I drink very little, because alcohol makes me depressed. Also, alcoholic drinks are hideously expensive in the UK, because of the high level of tax.  

By Blogger TigerHawk, at Tue Aug 31, 02:16:00 PM:

Both good reasons not to drink, I would say.  

By Blogger Simon Kenton, at Tue Aug 31, 02:30:00 PM:

Lord it all you like, TH, so long as you do not (again) succumb to the temptation to publish crapulously.  

By Anonymous Anonymous, at Tue Aug 31, 03:14:00 PM:

Well, nondrinkers tend to keep their marriages together at rates higher than drinkers. I will try to find the link to that study and post it later.  

By Blogger Dawnfire82, at Tue Aug 31, 03:27:00 PM:

But how much of that drinking is triggered by failed or failing marriage, rather than vice versa? I know one poor man who was driven to alcoholism by his evil bitch harpy of a wife, the divorce, and said harpy's efforts to teach the children to hate their father.
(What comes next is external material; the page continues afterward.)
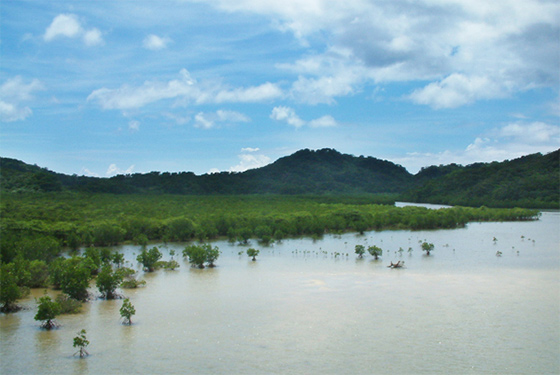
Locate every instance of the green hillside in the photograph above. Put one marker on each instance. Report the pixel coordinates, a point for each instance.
(529, 181)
He has since mostly recovered, for anyone feeling concern.  

By Anonymous vikingTX, at Wed Sep 01, 09:54:00 PM:

Evidently, prior the the 1920s and prohibition, taxes on liquor were the primary source of income for the federal government. With prohibition, they had to institute an income tax to compensate for the lost revenues from liquor. When prohibition went away, amazingly the income tax did not, but was added to the reinstated liquor tax to expand government.

Perhaps we should drink more if it means we can get rid of the income tax. (Like that would ever happen.)  

By Blogger Gary Rosen, at Thu Sep 02, 01:00:00 AM:

"Perhaps we should drink more if it means we can get rid of the income tax. (Like that would ever happen.)"

Of course it will never happen. But maybe it can help you forget about it for a few hours.